UPDATE: Please see the following post for an all-in-one solution: RePROCESS Model 1

This post was was inspired by Nicholas Michalak’s Novum R-ganum blog posts on reproducing Hayes’ PROCESS Model 1 in R. He has two posts where he presents the R code for examining a continuous × continuous moderation and a dichotomous × continuous moderation.

However, a quick Google search suggests a paucity of information for conducting moderation analyses using a multicategorical moderating variables.

Therefore, this post will outline how to run the PROCESS Model 1 with a multicategorical moderator (M) in R. We will examine how to code the M variable,  simulate some data, run the PROCESS analyses in both SPSS and R, and compare the results from both software packages.
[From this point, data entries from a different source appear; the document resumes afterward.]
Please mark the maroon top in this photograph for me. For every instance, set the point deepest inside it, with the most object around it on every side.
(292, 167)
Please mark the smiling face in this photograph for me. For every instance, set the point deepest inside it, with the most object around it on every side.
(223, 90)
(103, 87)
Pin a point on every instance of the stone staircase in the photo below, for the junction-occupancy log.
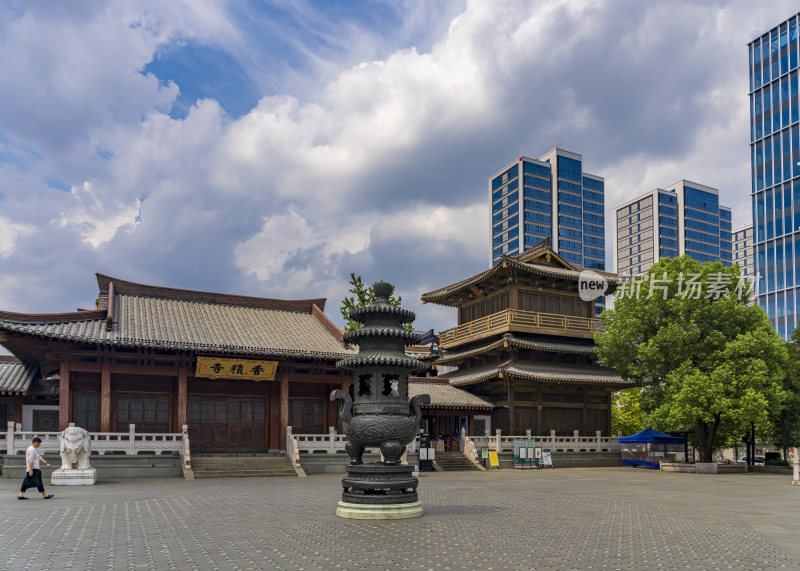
(241, 466)
(453, 461)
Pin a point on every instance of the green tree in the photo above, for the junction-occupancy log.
(711, 365)
(362, 297)
(626, 412)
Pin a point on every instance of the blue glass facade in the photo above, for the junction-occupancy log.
(549, 197)
(774, 154)
(684, 218)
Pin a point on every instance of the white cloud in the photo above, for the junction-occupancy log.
(9, 233)
(98, 222)
(380, 167)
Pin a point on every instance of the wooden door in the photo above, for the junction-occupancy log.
(219, 423)
(148, 411)
(307, 416)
## Coding the multicategorical variable

Before conducting the analyses, the reader should decide how the contrasts for the moderating variable should be coded. Briefly, you can choose from indicator (or dummy), effects, sequential, and Helmert coding. A detailed discussion of the coding methods is beyond the scope of this post, so the reader is referred to Hayes and Montoya (2017) for further information.
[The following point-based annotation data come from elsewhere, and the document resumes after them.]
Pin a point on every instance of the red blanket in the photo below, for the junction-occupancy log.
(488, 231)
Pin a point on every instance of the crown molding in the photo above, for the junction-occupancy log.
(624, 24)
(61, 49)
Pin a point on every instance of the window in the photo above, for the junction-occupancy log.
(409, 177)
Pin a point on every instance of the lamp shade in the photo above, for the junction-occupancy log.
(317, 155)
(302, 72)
Please note that we will be using indicator (or dummy) coding.

### Indicator coding

For a given variable with k categories, we need to construct k – 1 variables, D1, …, Dk-1. The pattern of values for D1, …, Dk-1 represents the group in which a case resides. For a variable with k = 3 categories, we would need to construct two variables D1  and D(see Table 1). Note that the reference group is coded 0 across all of the indicator variables, which is the first category in the table below.

#### Table 1: Indicator coding of k categories.
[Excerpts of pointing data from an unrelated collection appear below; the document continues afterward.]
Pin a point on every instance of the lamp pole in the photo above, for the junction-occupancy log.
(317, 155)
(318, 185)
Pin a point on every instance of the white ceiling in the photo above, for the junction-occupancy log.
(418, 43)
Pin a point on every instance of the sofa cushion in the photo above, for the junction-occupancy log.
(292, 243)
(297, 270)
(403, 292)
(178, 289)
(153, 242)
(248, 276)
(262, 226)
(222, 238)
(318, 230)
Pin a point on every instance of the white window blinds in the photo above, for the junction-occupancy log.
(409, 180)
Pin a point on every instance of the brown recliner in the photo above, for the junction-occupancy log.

 Category D1 D2 D3 … Dk-1 1 0 0 0 … 0 2 1 0 0 … 0 3 0 1 0 … 0 4 0 0 1 … 0 … … … … … 0 k 0 0 0 … 1

### Interaction Terms

While it is common practice to center the continuous predictor variable X prior to generating the interaction terms, Hayes (2013) suggests that this may not be necessary. Nonetheless, we will center the X variable in this example.

Once we have generated the indicator variables, we then center the X variable and multiply it with each of the indicator variables. We will end up with k – 1 interaction terms: XD1, XD2, XD3, …, XDk-1.

## Generate data

We will generate some data for the analyses by adapting  the code from Nicholas Michalak’s blog.

# Load required packages --------------------------------------------------
if (!require(pacman)) {install.packages("pacman")}

pacman::p_load(MASS,   # For the 'mvrnorm function
ggplot, # For plotting interaction effects
ggsci,  # For ggplot2 scientific journal themes
lavaan) # For structural equation modeling

# Generate Data -----------------------------------------------------------
# Set seed to reproduce results
set.seed(12345)

# 900 observations
# 300 state schools, 300 independent schools, 300 catholic schools
# Positive relationship in State schools (r = .25); mean = 1
# Negative relationship in Independent schools (r = -.5); mean = 0
# Negtaive relationship in Catholic schools (r = -.25); mean = 1

dataSim = data.frame(id = 1:900,
school = rep(x = c("State", "Independent", "Catholic"), each = 300),
rbind(mvrnorm(n = 300, mu = c(1,1), Sigma = diag(x = .5, nrow = 2, ncol = 2) + .25),
mvrnorm(n = 300, mu = c(0,0), Sigma = diag(x = 1.5, nrow = 2, ncol = 2) - .5),
mvrnorm(n = 300, mu = c(0,0), Sigma = diag(x = 1.5, nrow = 2, ncol = 2) - .25)))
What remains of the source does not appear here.